Dans ce contexte, si les premières opérations qui ont pu, y compris la première, être validées en conformité avec le protocole adopté par les sociétés ne revêtaient pas nécessairement l’apparence suffisante d’une anomalie de nature à attirer l’attention de la banque au regard du principe de non-immixtion dans les affaires de son client, il n’en reste pas moins qu’à partir du moment où la banque avait été avisée d’une fraude en cours, elle devait faire preuve d’une vigilance toute particulière, supposant à tout le moins de s’assurer auprès du dirigeant des sociétés en cause de la réalité des opérations correspondantes. Pour autant, il appartenait également aux sociétés concernées de veiller, compte tenu des instructions données par leur dirigeant et eu égard au processus de validation interne, à la régularité des opérations passées.
Dès lors, la responsabilité étant partagée entre la banque et chacune des sociétés, la cour, infirmant la décision entreprise, mettra en compte':
— au profit de la société Alsace Intervention, la somme de 14'486,89 euros, correspondant à la moitié du montant des opérations passées entre le 23'mai et le 2'juin 2022, l’une des deux opérations réalisées ayant donné lieu à un retour de fonds, à hauteur de 28'730,22 euros sur les 28'750 euros virés, de la part de l’établissement destinataire,
— au profit de la société Alsace Rénovation, la somme de 50'491 euros, correspondant à la moitié du montant des opérations passées entre le 23'mai et le 2'juin 2022.
Ces sommes porteront intérêts au taux légal à compter du présent arrêt.
Sur les dépens et les frais irrépétibles :
Chaque partie succombant partiellement, sera tenue pour moitié des dépens de l’appel, par application de l’article 696 du code de procédure civile, ainsi que de la première instance, en infirmation du jugement déféré sur cette question.

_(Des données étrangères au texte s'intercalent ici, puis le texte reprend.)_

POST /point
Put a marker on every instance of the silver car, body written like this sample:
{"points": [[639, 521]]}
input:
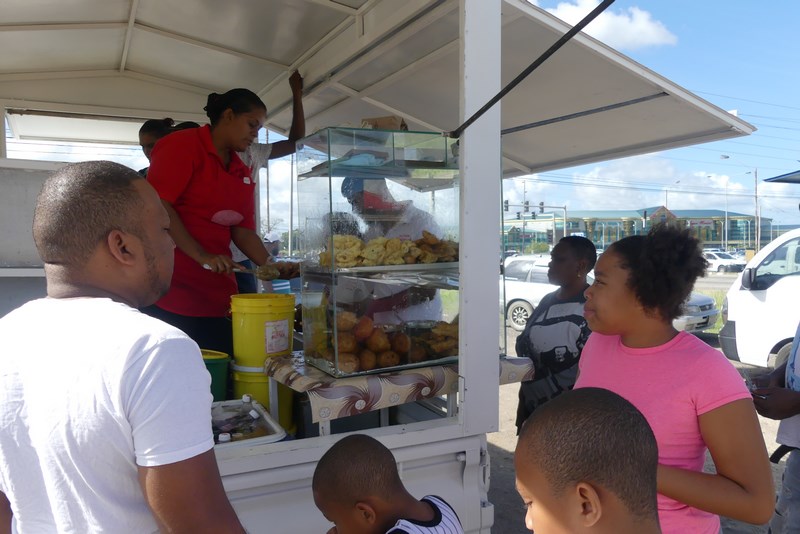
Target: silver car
{"points": [[526, 284]]}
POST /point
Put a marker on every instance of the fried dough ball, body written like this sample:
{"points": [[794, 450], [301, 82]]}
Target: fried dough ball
{"points": [[345, 321], [363, 328], [429, 238], [346, 342], [378, 341], [368, 360], [388, 358], [348, 362], [401, 343]]}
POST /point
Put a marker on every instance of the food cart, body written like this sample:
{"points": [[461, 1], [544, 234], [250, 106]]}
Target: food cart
{"points": [[95, 69]]}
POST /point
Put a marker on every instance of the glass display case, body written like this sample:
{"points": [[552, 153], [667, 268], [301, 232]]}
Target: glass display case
{"points": [[378, 214]]}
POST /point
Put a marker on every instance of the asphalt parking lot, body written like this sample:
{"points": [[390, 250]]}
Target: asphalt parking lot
{"points": [[509, 513]]}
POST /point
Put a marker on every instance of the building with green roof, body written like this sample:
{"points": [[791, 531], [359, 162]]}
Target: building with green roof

L’équité commande de ne pas faire application de l’article 700 du code de procédure civile à l’encontre de l’une ou l’autre des parties, en infirmant les dispositions du jugement déféré de ce chef.
P A R C E S M O T I F S
La Cour,
Infirme le jugement rendu le 22'octobre 2024 par la chambre commerciale du tribunal judiciaire de Saverne,
Statuant à nouveau,
Condamne la Caisse de Crédit Mutuel du Vignoble à payer':
— à la SAS Alsace Intervention, la somme de 14'486,89 euros,
— à la SAS Alsace Rénovation, la somme de 50'491 euros,
Dit que ces sommes porteront intérêts au taux légal à compter du présent arrêt,
Condamne la Caisse de Crédit Mutuel du Vignoble, d’une part, la SAS Alsace Intervention et la SAS Alsace Rénovation, d’autre part, à supporter, chacune pour leur part, la moitié des dépens de l’appel, ainsi que de la première instance,
Dit n’y avoir lieu à application de l’article 700 du code de procédure civile au bénéfice tant de la Caisse de Crédit Mutuel du Vignoble que de la SAS Alsace Intervention et de la SAS Alsace Rénovation.